Ceci est d'autant plus vrai qu’il n’est pas exclu que la question du transfert de dossiers du TPIR aux juridictions rwandaises évolue dans les mois qui viennent. De récentes adaptations de la législation rwandaise, qui semblent répondre aux préoccupations restantes du TPIR concernant l'organisation de procès au niveau local, pourraient amener le TPIR à revoir sa jurisprudence actuelle en se prononçant en faveur de tels transferts. Il est intéressant de noter à cet égard que les préoccupations exprimées dans les décisions du TPIR (à l'exception d'une décision, réformée en appel) ne concernent pas l'indépendance de la justice rwandaise mais bien des questions liées à la protection des témoins et à l'exécution des peines. Un revirement de jurisprudence du TPIR pourrait amener certains États européens à examiner sous un angle plus favorable les demandes d'extradition émanant des autorités rwandaises.
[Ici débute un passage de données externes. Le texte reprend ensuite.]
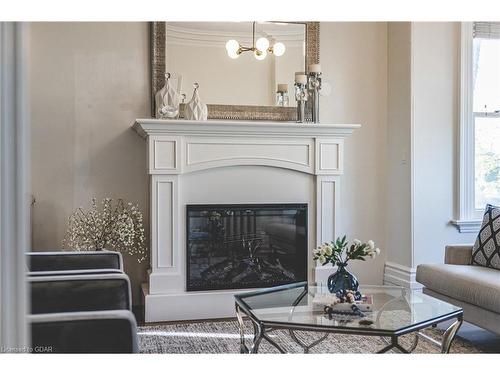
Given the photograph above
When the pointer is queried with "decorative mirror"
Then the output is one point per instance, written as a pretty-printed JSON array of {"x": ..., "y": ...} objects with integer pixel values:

Certaines ONG (organisations non gouvernementales) internationales ont effectivement émis des critiques à l’égard du TPIR, mais la société civile rwandaise semble jusqu’à présent avoir un avis plus partagé. On ne peut pas prétendre que les agissements des membres de l’Akazu, l’entourage du président de l’époque, Juvénal Habyarimana, ont tous été passés sous silence. Idelphonse Nizeyimana, qui vient d’être déféré à Arusha, est un membre présumé de l’Akazu. Des membres de l’Armée patriotique rwandaise ont également été poursuivis au Rwanda. Mais il est vrai que le Rwanda doit encore consolider son appareil judiciaire. La Belgique et le reste de la communauté internationale le soutiennent dans ces efforts.
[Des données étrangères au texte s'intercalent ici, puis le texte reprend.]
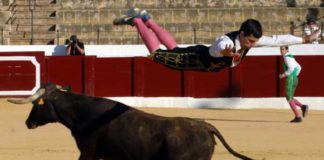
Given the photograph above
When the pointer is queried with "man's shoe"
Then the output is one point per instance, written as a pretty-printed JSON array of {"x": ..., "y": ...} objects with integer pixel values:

Les décisions les plus importantes du TPIR sont toujours publiées en français ou en anglais dans la presse rwandaise. Pour obtenir des informations supplémentaires, les Rwandais peuvent aussi interroger le point de contact du TPIR à Kigali ou consulter les sites Internet de quelques ONG spécialisées comme la Fondation Hirondelle, cofinancée par la Belgique. Des associations de survivants du génocide sont également en contact avec le public.

Je ne dispose pas de chiffres précis sur le nombre de personnes soupçonnées d'avoir participé au génocide et qui ont été arrêtées en Europe ces dernières années. Le parquet rwandais lui-même ne dispose pas de listes des personnes arrêtées en Europe devant être extradées vers le Rwanda. Certaines ont été relâchées, d'autres ont été transférées vers le TPIR, d'autres encore ont été ou seront jugées par les juridictions de certains États européens dont par exemple les Pays-Bas, la Finlande, la Suisse, l'Allemagne et bien entendu la Belgique. Il faut noter également que le gouvernement suédois a suspendu récemment sa décision d'extrader un Rwandais vers son pays d'origine, suite à une intervention de la Cour européenne des Droits de l'Homme.